The Texas Rangers selected Foscue in the first round, with the 14th overall selection, of the 2020 Major League Baseball draft. He signed with the Rangers on June 19 for a $3.25 million signing bonus. He did not play in a game in 2020 due to the cancellation of the minor league season because of the COVID-19 pandemic.
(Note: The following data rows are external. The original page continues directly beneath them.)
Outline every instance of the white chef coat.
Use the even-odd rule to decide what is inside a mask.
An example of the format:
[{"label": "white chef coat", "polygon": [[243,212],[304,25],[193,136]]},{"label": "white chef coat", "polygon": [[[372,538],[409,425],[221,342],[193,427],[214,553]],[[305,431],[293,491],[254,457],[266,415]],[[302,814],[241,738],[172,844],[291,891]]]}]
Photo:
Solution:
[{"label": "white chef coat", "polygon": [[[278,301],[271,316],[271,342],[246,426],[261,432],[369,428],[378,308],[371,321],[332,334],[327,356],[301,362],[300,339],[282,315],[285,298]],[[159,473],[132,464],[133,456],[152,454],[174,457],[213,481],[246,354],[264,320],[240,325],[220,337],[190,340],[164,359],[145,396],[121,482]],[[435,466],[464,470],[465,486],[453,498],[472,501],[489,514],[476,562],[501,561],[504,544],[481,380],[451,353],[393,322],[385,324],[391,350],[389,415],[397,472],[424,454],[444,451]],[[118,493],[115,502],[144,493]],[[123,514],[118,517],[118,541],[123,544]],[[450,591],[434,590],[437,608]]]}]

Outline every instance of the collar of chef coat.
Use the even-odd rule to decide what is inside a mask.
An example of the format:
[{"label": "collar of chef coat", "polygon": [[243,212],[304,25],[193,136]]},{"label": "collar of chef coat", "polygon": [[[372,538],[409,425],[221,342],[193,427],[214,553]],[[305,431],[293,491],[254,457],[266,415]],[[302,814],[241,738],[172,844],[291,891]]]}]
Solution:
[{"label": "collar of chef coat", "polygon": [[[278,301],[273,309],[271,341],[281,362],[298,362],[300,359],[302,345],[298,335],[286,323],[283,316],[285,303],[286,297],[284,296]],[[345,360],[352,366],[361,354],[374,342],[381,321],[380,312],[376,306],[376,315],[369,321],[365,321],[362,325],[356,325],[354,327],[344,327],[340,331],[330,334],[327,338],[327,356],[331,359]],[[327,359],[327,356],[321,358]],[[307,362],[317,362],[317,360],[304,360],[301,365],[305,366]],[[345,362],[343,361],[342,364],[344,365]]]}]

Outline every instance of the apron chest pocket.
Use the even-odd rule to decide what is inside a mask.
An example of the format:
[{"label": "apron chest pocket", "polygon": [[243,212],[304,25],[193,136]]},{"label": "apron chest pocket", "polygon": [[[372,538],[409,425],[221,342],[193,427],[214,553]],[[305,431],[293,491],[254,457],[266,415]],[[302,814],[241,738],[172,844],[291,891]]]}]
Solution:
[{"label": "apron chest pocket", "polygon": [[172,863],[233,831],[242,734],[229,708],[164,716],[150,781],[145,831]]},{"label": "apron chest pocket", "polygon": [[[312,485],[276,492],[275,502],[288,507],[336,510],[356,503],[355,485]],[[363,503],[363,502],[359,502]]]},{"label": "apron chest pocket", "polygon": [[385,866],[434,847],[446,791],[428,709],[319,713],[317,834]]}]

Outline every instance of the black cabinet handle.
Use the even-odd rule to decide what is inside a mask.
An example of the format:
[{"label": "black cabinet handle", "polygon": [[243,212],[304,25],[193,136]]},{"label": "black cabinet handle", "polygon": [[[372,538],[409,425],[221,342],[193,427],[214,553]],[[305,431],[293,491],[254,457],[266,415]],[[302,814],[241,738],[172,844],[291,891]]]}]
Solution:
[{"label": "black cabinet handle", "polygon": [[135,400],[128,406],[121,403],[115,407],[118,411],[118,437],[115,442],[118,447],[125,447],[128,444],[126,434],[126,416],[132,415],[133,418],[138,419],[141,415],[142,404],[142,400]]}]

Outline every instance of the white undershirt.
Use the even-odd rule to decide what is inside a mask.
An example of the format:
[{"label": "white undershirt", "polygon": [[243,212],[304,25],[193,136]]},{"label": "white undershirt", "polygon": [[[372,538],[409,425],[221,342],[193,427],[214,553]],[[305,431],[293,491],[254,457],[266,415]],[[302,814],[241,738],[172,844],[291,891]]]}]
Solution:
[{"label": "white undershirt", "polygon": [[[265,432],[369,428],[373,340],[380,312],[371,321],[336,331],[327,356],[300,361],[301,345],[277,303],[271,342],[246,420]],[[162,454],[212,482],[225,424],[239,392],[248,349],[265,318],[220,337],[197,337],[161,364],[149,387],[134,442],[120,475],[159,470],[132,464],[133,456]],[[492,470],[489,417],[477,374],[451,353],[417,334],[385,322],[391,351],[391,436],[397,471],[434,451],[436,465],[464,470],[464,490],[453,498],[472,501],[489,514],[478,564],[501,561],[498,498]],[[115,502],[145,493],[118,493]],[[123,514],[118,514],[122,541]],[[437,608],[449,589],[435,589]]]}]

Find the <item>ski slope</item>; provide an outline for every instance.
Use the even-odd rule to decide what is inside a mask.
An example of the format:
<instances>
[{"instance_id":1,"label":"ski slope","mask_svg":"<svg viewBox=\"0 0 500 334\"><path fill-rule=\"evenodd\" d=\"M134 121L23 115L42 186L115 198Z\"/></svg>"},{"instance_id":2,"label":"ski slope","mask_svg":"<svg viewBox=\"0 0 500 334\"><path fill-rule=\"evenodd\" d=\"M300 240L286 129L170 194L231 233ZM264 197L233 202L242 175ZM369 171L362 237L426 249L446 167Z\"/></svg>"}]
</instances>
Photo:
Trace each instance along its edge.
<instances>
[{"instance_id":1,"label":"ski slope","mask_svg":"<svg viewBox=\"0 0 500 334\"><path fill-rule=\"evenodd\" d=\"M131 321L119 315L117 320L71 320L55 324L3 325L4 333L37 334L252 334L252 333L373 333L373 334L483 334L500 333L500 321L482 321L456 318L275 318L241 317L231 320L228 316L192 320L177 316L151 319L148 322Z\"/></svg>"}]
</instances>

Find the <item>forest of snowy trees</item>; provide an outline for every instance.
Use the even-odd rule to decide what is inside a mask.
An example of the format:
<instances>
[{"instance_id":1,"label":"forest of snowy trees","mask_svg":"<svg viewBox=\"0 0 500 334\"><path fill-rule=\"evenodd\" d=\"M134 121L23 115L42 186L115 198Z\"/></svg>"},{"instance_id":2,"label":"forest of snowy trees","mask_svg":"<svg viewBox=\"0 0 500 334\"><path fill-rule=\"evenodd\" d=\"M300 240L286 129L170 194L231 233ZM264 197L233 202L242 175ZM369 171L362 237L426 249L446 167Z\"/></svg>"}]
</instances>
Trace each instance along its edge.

To begin the 2021 season, Foscue was assigned to the Hickory Crawdads of the High-A East. He missed the whole month of June and the beginning of July after suffering a rib injury. He received a cortisone injection and rehabbed with the Arizona Complex League Rangers before returning to Hickory on July 10. From July 9 (his last rehab appearance) to July 23 (with Hickory), Foscue homered in eight consecutive games, tying the Major League Baseball record. In early August, he was promoted to the Frisco RoughRiders of the Double-A Central. Over 62 games for the 2021 season, Foscue slashed .275/.371/.590 with 17 home runs and 51 RBI, while playing second base. He played in the Arizona Fall League for the Surprise Saguaros after the season, hitting .257/.416/.529/.944 with five home runs and 14 RBIs. He opened the 2022 season with Frisco on the injured list with a back injury. Over 101 games with Frisco, he slashed .288/.367/.483 with 15 home runs, 81 RBI, and 31 doubles, while playing primarily second base.

Foscue spent the 2023 season with the Round Rock Express of the Triple-A Pacific Coast League, hitting .266/.394/.468 with 18 home runs, 14 stolen bases in 31 attempts, and 84 RBI. On November 14, 2023, Texas added Foscue to their 40-man roster to protect him from the Rule 5 draft.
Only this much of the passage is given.